The man clutching his heart and falling dead of a heart attack during a fight with his wife has been the stuff of cliché. Now psychologists are producing the science to prove the cliché true--and using that science to design interventions they hope will save lives.
"Although there's still some debate, there is increased recognition among the medical community about the importance of psychosocial factors in cardiovascular disease," says James A. Blumenthal, PhD, a professor of medical psychology at Duke University Medical Center in Durham, N.C. "There are clearly more papers on psychosocial topics being published in the more mainstream medical journals, not just in the psychology journals. We're not just preaching to the converted anymore."
Blumenthal points to the literature review he and colleagues published in the pre-eminent cardiology journal Circulation in 1999 (Vol. 99, No. 16). "That the American Heart Association would afford us so much space is a testament to how important they consider psychosocial variables as potentially being," he says.

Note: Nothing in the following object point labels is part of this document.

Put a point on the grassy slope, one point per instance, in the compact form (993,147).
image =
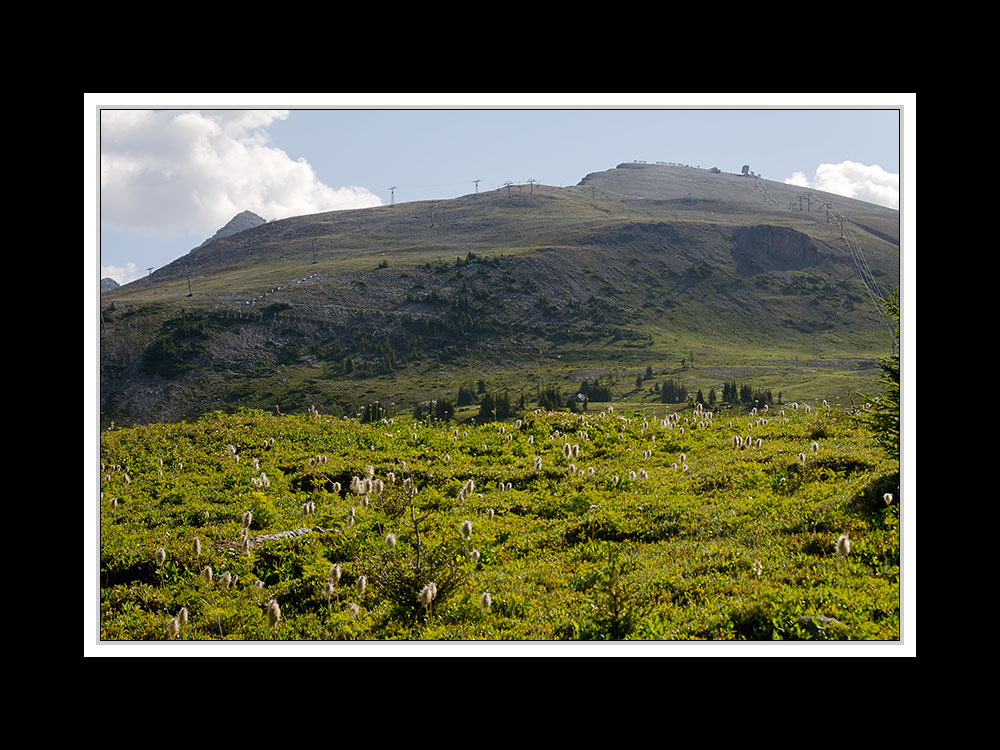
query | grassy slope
(740,546)
(540,235)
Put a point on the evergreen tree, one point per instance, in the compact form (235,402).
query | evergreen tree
(883,416)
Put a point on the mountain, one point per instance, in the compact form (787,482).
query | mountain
(702,276)
(239,223)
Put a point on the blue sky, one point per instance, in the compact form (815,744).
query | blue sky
(172,169)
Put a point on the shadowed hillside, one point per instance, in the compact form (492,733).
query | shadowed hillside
(641,265)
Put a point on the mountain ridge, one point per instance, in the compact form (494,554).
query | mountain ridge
(638,262)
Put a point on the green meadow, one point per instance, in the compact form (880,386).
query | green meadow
(609,524)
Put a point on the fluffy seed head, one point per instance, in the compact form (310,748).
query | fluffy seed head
(843,545)
(273,613)
(427,594)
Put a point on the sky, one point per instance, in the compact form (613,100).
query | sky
(168,170)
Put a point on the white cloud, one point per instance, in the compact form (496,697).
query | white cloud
(123,274)
(172,171)
(853,180)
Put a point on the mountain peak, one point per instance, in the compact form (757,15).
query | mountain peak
(239,223)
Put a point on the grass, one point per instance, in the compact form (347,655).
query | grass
(739,546)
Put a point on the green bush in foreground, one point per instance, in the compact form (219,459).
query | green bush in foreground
(558,526)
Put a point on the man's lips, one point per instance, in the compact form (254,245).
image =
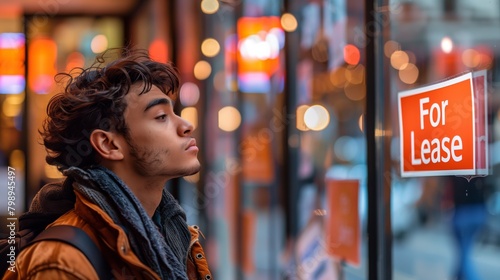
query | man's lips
(192,145)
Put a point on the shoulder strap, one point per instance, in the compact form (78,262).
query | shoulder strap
(79,239)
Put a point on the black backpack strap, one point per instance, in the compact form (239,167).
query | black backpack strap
(79,239)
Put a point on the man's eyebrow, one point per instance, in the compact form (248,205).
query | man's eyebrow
(158,101)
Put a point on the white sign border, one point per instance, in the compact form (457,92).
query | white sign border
(427,88)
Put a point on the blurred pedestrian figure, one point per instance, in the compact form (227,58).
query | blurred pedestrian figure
(468,218)
(113,133)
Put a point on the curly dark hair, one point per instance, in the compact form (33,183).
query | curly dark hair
(95,100)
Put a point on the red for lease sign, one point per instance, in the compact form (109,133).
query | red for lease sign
(443,127)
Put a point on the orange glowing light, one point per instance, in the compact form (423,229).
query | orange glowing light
(260,41)
(158,50)
(42,53)
(351,54)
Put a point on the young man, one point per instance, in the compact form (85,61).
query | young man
(114,135)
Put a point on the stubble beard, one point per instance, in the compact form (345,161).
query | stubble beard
(151,162)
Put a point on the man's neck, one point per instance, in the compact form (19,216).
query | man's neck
(147,190)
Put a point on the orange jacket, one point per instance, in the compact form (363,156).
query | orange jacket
(57,260)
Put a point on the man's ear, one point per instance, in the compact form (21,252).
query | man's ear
(106,144)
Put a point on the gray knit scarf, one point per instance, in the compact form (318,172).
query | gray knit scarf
(162,247)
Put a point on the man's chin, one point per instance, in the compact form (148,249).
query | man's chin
(195,169)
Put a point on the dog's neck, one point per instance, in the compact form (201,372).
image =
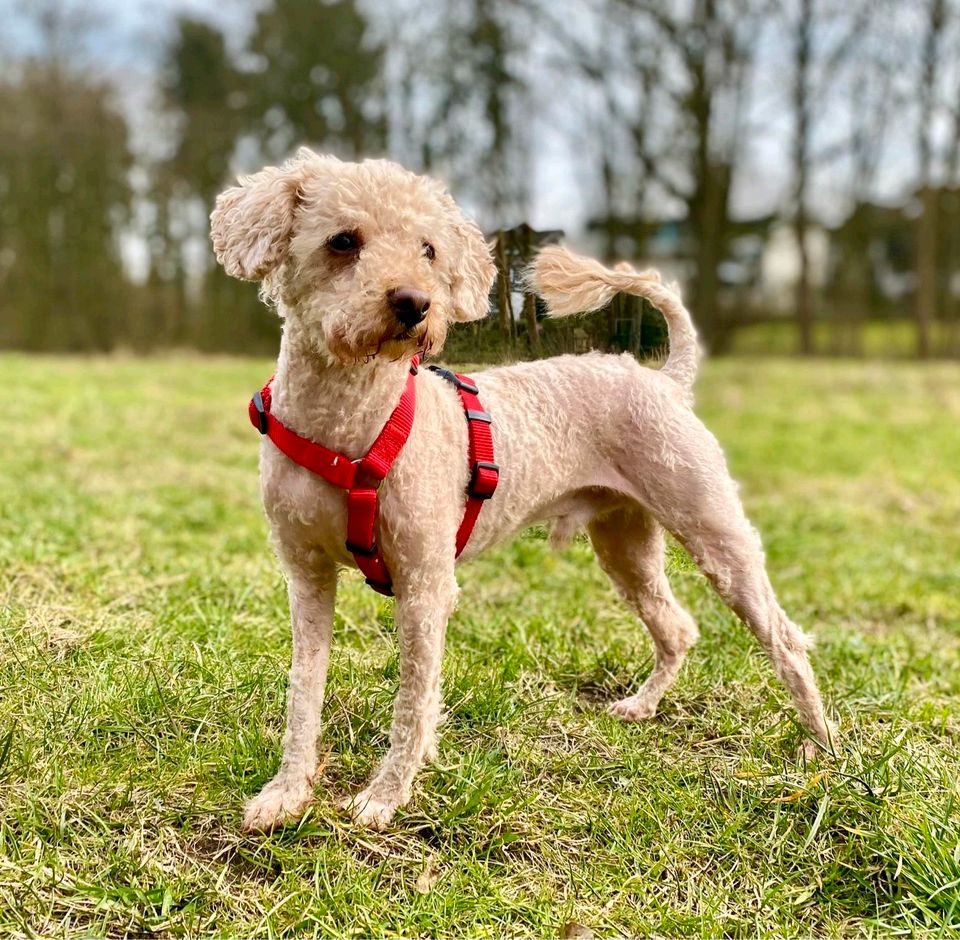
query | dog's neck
(343,407)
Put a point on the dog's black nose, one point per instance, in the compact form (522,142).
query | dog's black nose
(409,304)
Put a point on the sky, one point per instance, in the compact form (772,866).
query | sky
(128,40)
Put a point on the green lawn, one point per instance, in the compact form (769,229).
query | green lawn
(144,645)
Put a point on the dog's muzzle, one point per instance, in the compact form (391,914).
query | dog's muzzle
(409,305)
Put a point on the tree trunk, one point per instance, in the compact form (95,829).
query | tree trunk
(926,265)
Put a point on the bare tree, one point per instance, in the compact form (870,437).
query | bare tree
(926,248)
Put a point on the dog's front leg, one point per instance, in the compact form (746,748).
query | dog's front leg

Today Blumenthal and other psychologists are producing clear evidence that psychosocial factors like hostility, anger, stress, depression and social isolation contribute to cardiovascular disease. They're showing that these factors influence the disease's development both directly and indirectly, through pathophysiological mechanisms and through unhealthy habits such as smoking and bad diets.

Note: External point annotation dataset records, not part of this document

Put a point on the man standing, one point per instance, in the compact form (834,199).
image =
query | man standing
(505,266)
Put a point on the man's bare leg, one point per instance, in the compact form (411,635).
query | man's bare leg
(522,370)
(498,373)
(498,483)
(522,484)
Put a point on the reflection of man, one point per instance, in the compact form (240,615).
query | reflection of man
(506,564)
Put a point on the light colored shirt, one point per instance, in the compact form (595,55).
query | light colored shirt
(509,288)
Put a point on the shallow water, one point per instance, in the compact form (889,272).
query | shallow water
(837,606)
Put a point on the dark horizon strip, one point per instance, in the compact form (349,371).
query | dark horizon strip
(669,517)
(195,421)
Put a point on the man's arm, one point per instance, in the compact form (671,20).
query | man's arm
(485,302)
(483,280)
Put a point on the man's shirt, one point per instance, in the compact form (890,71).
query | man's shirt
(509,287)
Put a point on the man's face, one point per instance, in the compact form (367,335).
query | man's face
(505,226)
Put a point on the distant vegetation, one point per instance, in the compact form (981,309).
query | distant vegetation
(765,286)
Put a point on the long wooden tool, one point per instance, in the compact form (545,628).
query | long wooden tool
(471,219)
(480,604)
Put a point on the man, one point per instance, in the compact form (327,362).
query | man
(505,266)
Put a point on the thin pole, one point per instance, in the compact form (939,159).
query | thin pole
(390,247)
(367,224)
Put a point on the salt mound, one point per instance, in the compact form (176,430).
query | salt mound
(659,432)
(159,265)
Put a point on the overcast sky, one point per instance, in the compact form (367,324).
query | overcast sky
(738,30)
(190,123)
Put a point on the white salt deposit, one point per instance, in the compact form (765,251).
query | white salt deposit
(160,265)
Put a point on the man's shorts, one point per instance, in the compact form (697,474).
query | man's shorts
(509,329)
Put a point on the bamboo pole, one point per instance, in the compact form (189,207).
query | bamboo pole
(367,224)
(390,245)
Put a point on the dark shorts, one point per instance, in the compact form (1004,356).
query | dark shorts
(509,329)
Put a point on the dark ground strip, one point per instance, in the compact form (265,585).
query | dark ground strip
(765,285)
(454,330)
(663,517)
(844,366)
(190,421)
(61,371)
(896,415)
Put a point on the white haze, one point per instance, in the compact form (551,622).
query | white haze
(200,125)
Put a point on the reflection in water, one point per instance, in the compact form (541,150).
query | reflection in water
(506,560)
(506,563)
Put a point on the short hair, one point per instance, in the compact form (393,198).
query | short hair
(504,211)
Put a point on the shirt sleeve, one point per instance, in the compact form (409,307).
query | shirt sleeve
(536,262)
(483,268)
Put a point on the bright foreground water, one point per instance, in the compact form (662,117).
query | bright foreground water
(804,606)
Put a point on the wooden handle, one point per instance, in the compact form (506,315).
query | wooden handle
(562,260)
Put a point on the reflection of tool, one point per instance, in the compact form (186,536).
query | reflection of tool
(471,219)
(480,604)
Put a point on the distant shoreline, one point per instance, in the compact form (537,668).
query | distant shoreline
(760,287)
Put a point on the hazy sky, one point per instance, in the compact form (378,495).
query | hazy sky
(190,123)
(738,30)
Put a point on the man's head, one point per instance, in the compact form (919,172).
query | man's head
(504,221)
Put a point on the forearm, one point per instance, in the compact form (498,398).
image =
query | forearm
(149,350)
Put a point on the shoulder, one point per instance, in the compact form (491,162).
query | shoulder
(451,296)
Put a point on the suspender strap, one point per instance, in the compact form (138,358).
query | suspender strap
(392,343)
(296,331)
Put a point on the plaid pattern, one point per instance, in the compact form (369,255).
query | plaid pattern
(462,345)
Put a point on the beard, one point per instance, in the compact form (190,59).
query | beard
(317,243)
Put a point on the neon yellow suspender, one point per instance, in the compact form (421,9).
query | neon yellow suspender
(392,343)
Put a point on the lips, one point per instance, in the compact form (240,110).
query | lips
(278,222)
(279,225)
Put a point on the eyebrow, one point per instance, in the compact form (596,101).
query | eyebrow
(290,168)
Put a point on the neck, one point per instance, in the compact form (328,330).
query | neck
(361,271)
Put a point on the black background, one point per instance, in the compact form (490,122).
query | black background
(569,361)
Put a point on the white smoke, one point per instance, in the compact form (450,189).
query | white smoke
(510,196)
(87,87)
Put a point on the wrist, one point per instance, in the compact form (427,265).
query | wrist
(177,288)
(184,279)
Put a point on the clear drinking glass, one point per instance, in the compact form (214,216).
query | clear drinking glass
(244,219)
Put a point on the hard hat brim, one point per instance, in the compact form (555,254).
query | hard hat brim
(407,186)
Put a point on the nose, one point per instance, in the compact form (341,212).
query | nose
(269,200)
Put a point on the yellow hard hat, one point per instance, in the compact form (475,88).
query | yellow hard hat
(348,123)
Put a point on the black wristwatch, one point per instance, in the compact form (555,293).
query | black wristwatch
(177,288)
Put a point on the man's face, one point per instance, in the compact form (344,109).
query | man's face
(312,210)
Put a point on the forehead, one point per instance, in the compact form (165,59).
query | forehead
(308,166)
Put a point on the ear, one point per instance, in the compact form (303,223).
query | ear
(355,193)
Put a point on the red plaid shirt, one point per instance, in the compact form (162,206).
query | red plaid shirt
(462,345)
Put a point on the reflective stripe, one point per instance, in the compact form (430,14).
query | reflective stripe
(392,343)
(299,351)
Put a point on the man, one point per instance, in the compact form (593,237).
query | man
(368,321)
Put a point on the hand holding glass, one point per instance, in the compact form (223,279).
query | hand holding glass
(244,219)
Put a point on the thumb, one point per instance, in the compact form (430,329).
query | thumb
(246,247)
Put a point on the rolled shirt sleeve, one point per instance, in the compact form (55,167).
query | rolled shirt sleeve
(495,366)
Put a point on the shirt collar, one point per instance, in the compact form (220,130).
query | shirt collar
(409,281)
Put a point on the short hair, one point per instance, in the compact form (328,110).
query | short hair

And they're beginning to come up with interventions that may help patients live longer, healthier lives.
Linking psychosocial factors and heart disease
Speculations about the link between psychosocial factors and cardiovascular disease are almost as old as medicine itself. In 1628 William Harvey first described the circulatory system and noted that emotions affect the heart. In 1897, William Osler--often called the father of internal medicine--described the typical heart disease patient as "a keen and ambitious man, the indicator of whose engine is always at 'full speed ahead.'" In the 1950s, cardiologists Meyer Friedman, MD, and Ray Rosenman, MD, began their work connecting Type-A traits--free-floating hostility, impatience and insecurity--with cardiovascular disease.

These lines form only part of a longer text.